Coca-Cola Sued for Alleged Discrimination

A total of sixteen Black and Hispanic employees at the Coca-Cola soft drink company have filed a lawsuit claiming that they have been forced to work under conditions that can be categorized as being “a cesspool of racial discrimination,” reports the New York Daily News on Monday.

Published on March 20, 2012

The Brooklyn Federal Court lawsuit which was filed against two of the company’s five production plants in Maspeth and Elmsford, New York, accuses the popular soft drink manufacturer of maintaining racially discriminatory and hostile environments.

Sondra Walker, a merchandiser at the Maspeth plant, is one the workers claiming that she was ridiculed in a derogatory manner. She told the New York Daily News that she was referred to as ”nappy head and Aunt JaMamma” on the work floor without any disciplinary action taken against her verbal abuser.
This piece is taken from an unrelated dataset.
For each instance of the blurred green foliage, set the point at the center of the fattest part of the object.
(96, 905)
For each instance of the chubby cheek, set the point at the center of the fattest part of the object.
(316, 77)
The latest lawsuit is just one of a few that have been lodged against Coca-Cola over the years.  An April 1999 lawsuit filed by Black employees accused the company of erecting a corporate hierarchy in which Black employees were clustered at the bottom of the pay scale, averaging $26,000 a year less than White workers. 

In November 2000, in the largest settlement ever in a racial discrimination case, the Coca-Cola Company agreed to fork over more than $192 million to resolve the federal lawsuit brought by those Black employees which implemented changes in the way that the company manages, promotes and treats Black employees in the U.S.

In regards to the most recent discrimination allegations mentioned in the lawsuit against Coca-Cola, spokesperson Toney Anaya told the New York Daily News that such racial biases are not tolerated by the manufacturer.